Grundsätzlich lassen sich praktisch alle Metalle beim Strangpressen verwenden. Allerdings ist dies nicht bei allen Metallen und Legierungen zielführend, da sich viele Metalle nur schwer umformen lassen und dabei oftmals wichtige Materialeigenschaften verlieren. Zu den wichtigsten Materialien für das Strangpressen gehören Aluminium und die verschiedenen Aluminium-Legierungen. Dieses Material wird beim Strangpressen unter anderem für verschiedenen Konstruktionsprofile, aber auch für Kühlkörperprofile und ähnliche Endprodukte eingesetzt. Ebenfalls sehr häufig im Einsatz ist Kupfer, welches sich aufgrund seiner Eigenschaften sehr gut umformen lässt. Für die Produktion nahtloser Rohre greifen zudem viele Produzenten auf Edelstahl zurück, welcher ebenfalls mittels des Strangpressens in Form gebracht werden kann. Hier spielt allerdings wieder die Umformtemperatur eine wichtige Rolle. Ebenfalls häufig zu finden sind Legierungen mit Titan oder mit Magnesium, welche sich ebenfalls sehr gut für das Strangpressen eignen. Hier werden häufig Stangen und Drähte aus den entsprechenden Materialien hergestellt.

Welche industriellen Vorteile bietet das Strangpressen?

Das Strangpressen bietet in vielen industriellen Einsatzgebieten durchaus Vorteile. So kann durch das Strangpressen unter anderem eine hohe Flexibilität bei den Profilen erreicht werden. Durch die starre Matrize können bei diesem Verfahren auch komplexe Muster und Formen realisiert werden. Zudem eignet sich diese Variante für grundsätzlich schwer umformbare Werkstoffe, da oftmals mit der Umformungstemperatur und dem entsprechenden Druck eine sichere Umformung erreicht werden kann. Darüber hinaus überzeugt das Strangpressen durch die geringen Werkzeugkosten und die somit geringen Fertigungskosten im Vergleich mit vielen anderen Umformverfahren.

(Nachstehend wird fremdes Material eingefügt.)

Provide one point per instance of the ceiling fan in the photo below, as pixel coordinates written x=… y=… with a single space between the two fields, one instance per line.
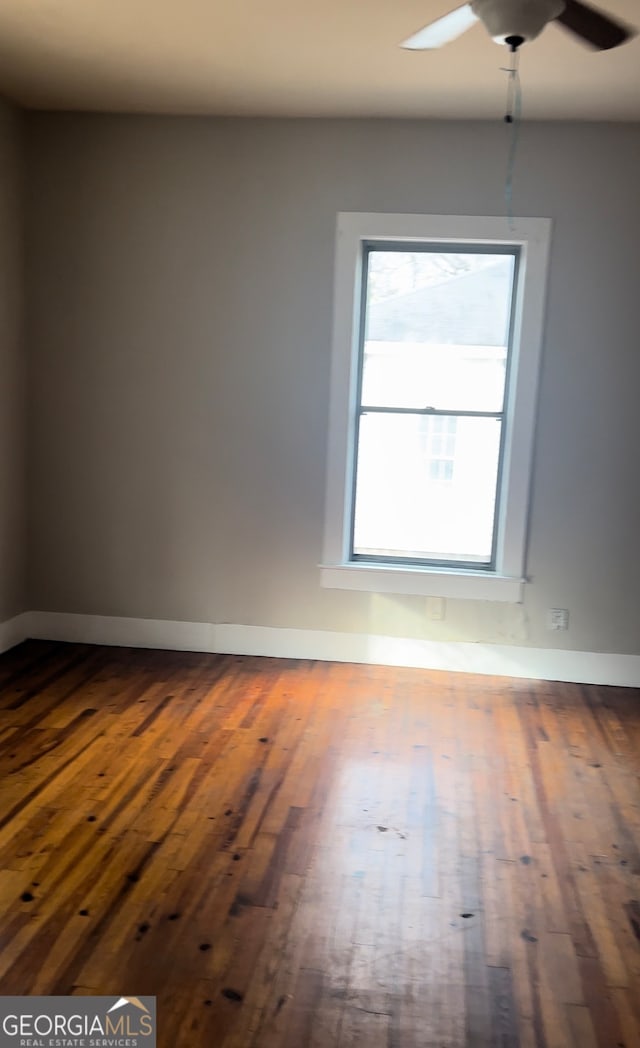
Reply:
x=513 y=22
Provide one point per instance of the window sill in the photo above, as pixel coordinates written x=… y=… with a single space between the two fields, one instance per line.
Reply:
x=421 y=582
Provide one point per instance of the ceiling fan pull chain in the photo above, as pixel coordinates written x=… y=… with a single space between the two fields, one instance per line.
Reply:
x=512 y=117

Hinzu kommt der grundsätzlich recht geringe Energiebedarf bei dieser Umformungsvariante. Dies macht das Verfahren in vielen Bereichen und in vielen Branchen profitabel. Hinzu kommt der Vorteil, dass sich eine ganze Reihe von Materialien für diese Umformung eignen und somit schnell die gewünschten Ergebnisse erzielt werden können.

Welche Maschinen und Werkzeuge beim Strangpressen eingesetzt werden

Beim Strangpressen ist die wichtigste Maschinenart die hydraulische Presse. Diese Pressen können einen enorm hohen Druck aufweisen und sind somit in der Lage die unterschiedlichen Materialien beim Strangpressen zu formen. Je fester der Werkstoff ist, umso höher muss der Druck sein. Wird das hydrostatische Verfahren verwendet, muss eine Übertragung der Kraft von der Presse auf das Wirkmedium gewährleistet werden.

Neben den reinen Maschinen, also den Pressen, werden auch noch passende Matrizen, Stempel und Rezipienten benötigt. Diese werden oftmals für jedes Produkt einzeln hergestellt und aufeinander abgestimmt. Wichtig ist hierbei vor allem die Stabilität. Denn sowohl die Stempel als auch die Matrizen müssen dem hohen Druck beim Strangpressen standhalten und dürfen sich nicht verformen. Nur so lässt sich eine passgenaue Fertigung realisieren.